Polda Jateng Bongkar 53 Kasus Penyelewengan BBM dan LPG Subsidi, 60 Pelaku Ditangkap
SEMARANG – Kepolisian Daerah Jawa Tengah berhasil mengungkap puluhan kasus penyalahgunaan bahan bakar minyak (BBM) dan LPG bersubsidi sepanjang tahun 2026. Dalam pengungkapan tersebut, sebanyak 60 tersangka diamankan dari total 53 perkara yang berhasil dibongkar.
Pengungkapan ini merupakan hasil kerja sama antara Polda Jateng dan Pertamina Patra Niaga Regional Jawa Bagian Tengah. Kasus-kasus tersebut dipaparkan dalam konferensi pers yang digelar di Mapolda Jateng, Selasa (5/5/2026).
Direktur Reserse Kriminal Khusus Polda Jateng, Kombes Pol Djoko Julianto, menjelaskan bahwa langkah ini menjadi bagian dari komitmen penegakan hukum untuk memastikan distribusi energi subsidi tepat sasaran.

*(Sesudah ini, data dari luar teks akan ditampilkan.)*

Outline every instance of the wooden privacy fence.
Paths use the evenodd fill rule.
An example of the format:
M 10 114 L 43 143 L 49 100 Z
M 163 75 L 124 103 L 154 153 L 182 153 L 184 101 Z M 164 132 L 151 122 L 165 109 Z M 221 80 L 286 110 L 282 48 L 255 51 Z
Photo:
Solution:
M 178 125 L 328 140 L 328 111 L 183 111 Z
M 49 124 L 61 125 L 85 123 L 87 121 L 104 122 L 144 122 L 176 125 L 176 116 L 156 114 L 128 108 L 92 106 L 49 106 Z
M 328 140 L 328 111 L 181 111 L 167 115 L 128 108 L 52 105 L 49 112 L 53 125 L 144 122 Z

Menurutnya, pengungkapan ini juga merupakan tindak lanjut dari laporan masyarakat serta hasil penyelidikan intensif selama April 2026.
“BBM dan LPG subsidi merupakan kebutuhan vital masyarakat. Penyalahgunaannya bukan hanya merugikan negara, tetapi juga berdampak langsung pada kesejahteraan masyarakat luas,” ujarnya.
Dari seluruh kasus yang diungkap, 43 di antaranya terkait penyalahgunaan BBM bersubsidi, 10 kasus LPG 3 kilogram, serta sejumlah praktik pengeboran minyak ilegal atau illegal drilling.
Para pelaku menjalankan berbagai modus, mulai dari penimbunan dan penjualan kembali BBM subsidi ke sektor industri, pengoplosan LPG, hingga eksploitasi minyak tanpa izin resmi. Dalam praktiknya, pelaku memiliki peran beragam, seperti pengepul, penyuntik hingga penyandang dana. Bahkan, sebagian di antaranya merupakan pelaku berulang.
Dalam operasi tersebut, polisi turut mengamankan barang bukti dalam jumlah besar, di antaranya ribuan liter minyak mentah, Bio Solar, dan Pertalite, serta ribuan tabung LPG subsidi dan non-subsidi. Selain itu, sejumlah kendaraan operasional dan peralatan pengeboran juga disita.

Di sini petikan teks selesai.